The guidelines were published in the American Journal of Respiratory and Critical Care Medicine, in an article titled “Diagnosis and Detection of Sarcoidosis. An Official American Thoracic Society Clinical Practice Guideline.”
Sarcoidosis is an inflammatory disease characterized by the formation of clumps of inflammatory cells called granulomas. At present, there is no standardized way to diagnose sarcoidosis. Rather, the disease is diagnosed based on three criteria: clinical presentation, finding sarcoidosis-like granulomas in tissue biopsies, and excluding other potential reasons for granulomas.
“There are no universally accepted measures to determine whether each diagnostic criterion has been satisfied,” Elliott D. Crouser, MD, professor at The Ohio State University Wexner Medical Center and co-author of the guidelines, said in a press release. “Therefore, the diagnosis of sarcoidosis is never fully certain.”
The new guidelines were created by a panel of experts, who reviewed available scientific evidence. Their recommendations were based on a series of guiding questions about whether particular diagnostic tests should be performed in specific circumstances.
The recommendations were broadly broken into three sections. The first section is about when to conduct lymph node sampling.
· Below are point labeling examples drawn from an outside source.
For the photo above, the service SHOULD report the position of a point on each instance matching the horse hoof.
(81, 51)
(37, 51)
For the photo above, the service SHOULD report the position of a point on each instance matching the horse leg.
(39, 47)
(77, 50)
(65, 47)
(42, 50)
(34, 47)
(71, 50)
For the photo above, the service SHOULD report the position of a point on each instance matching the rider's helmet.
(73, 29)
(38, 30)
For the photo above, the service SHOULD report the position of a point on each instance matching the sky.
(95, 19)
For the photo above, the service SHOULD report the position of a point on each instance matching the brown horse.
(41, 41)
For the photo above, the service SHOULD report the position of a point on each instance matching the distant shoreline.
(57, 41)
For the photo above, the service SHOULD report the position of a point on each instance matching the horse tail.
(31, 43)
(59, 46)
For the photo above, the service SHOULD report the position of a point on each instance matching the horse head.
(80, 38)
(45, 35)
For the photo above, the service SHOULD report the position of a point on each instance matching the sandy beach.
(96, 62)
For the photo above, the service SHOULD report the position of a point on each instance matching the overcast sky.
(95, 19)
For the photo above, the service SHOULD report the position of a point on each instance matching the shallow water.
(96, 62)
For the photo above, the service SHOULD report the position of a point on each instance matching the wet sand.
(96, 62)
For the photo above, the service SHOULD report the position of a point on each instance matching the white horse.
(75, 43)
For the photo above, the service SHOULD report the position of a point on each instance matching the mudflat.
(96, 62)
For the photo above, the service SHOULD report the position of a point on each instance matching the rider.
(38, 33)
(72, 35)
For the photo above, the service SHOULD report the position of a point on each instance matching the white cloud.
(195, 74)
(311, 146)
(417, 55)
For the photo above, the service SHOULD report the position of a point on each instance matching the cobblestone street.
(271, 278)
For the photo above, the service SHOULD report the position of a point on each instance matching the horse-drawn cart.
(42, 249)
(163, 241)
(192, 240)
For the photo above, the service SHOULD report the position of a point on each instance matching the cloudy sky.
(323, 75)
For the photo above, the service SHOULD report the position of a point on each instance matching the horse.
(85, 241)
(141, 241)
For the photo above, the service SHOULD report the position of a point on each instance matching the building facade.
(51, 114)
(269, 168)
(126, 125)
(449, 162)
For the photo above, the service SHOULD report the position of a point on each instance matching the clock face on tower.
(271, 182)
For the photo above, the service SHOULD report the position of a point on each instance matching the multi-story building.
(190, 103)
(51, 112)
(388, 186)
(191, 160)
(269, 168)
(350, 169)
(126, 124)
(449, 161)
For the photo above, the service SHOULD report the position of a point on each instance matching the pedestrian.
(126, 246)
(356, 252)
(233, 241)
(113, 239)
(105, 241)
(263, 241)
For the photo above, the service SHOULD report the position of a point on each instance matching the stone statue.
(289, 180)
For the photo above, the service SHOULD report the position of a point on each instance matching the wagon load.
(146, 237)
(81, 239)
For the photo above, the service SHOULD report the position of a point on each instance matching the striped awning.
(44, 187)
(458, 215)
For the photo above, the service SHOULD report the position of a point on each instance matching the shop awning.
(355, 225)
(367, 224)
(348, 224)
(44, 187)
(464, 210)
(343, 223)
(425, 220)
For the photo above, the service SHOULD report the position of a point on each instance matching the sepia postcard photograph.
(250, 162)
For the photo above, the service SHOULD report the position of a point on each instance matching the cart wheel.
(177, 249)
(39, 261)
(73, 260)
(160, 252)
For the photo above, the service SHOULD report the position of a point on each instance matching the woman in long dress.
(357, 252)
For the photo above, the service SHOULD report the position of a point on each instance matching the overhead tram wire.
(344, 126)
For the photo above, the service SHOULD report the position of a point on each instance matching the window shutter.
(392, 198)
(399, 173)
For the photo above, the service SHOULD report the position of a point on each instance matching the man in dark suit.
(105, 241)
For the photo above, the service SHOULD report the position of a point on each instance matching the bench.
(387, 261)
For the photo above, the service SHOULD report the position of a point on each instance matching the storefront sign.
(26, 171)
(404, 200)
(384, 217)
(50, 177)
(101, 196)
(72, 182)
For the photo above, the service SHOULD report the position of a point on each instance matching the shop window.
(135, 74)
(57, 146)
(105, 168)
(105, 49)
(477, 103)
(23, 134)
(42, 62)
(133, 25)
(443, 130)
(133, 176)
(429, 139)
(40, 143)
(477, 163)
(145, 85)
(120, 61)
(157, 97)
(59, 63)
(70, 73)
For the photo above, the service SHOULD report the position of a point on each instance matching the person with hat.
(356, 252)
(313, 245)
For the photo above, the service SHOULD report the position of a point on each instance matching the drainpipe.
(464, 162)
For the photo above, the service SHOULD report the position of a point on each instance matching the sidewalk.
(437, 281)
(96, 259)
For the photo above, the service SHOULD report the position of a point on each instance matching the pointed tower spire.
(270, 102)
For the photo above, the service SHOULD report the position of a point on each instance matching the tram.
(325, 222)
Lymph nodes are immunological structures, and are commonly found swollen in the chest of sarcoidosis patients.
In sarcoidosis, enlarged lymph nodes are generally asymptomatic, and taking tissue samples does not usually provide additional information. Therefore, the guidelines do not recommend lymph node sampling in people who, based on their clinical presentation and other factors, are at high clinical suspicion of sarcoidosis.
However, for people with no clear diagnosis but who have swollen lymph nodes in their chest, the guidelines make no recommendation on whether to sample or not. This is because no useful information would be obtained in most cases, but these swollen lymph nodes could, in rare instances, indicate cancer or infection requiring treatment.
For people who do not undergo lymph node sampling, the guidelines suggest, “close clinical follow-up.”
For those who undergo the procedure, the experts suggest a less invasive technique called endobronchial ultrasound (EBUS)-guided lymph node sampling, instead of conventional mediastinoscopy.
The second section of guidelines focuses on screening for extra-pulmonary disease, which tests for the involvement of organs without obvious symptoms in people who have been diagnosed with sarcoidosis.
The guidelines generally favor testing for the involvement of multiple organs, such as the kidneys, liver, heart, and eyes, even in the absence of obvious symptoms related to these organs. For example, the guidelines suggest that blood markers related to kidney and liver health should be assessed, with specific recommendations related to different individual markers.
The guidelines also recommend testing for hypercalcemia (high calcium levels). This was the only “strong recommendation,” with the others considered “conditional.” The reason for testing calcium levels is that it’s fairly easy to do, and high levels are often associated with kidney damage.
In the third section, the guidelines highlight diagnostic tests that should be taken to identify suspected heart involvement or pulmonary hypertension (PH; high blood pressure in lung arteries).
For heart involvement, the guidelines recommend magnetic resonance imaging (MRI) over positron emission tomography (PET). When MRI is not available, PET is preferred over transthoracic echocardiogram (TTE). For PH, the guidelines suggest initial testing with TTE, followed by right heart catheterization if TTE results suggest PH.
Although a large body of related data has been published, “very few of these studies were properly designed to guide clinical practice,” the experts wrote.
“The quality of evidence was poor in most cases, reflecting the need for additional high quality research to guide clinical practice” in the diagnosis and detection of sarcoidosis, Crouser said.
Due to this low-quality evidence, the guidelines are recommendations, not mandates, that clinicians can individualize for each patient.
“Clinicians are encouraged to apply the recommendations within the clinical context of each individual patient, including the patient’s values and preferences,” the team wrote, adding that these recommendations, “should be revisited as new evidence becomes available.”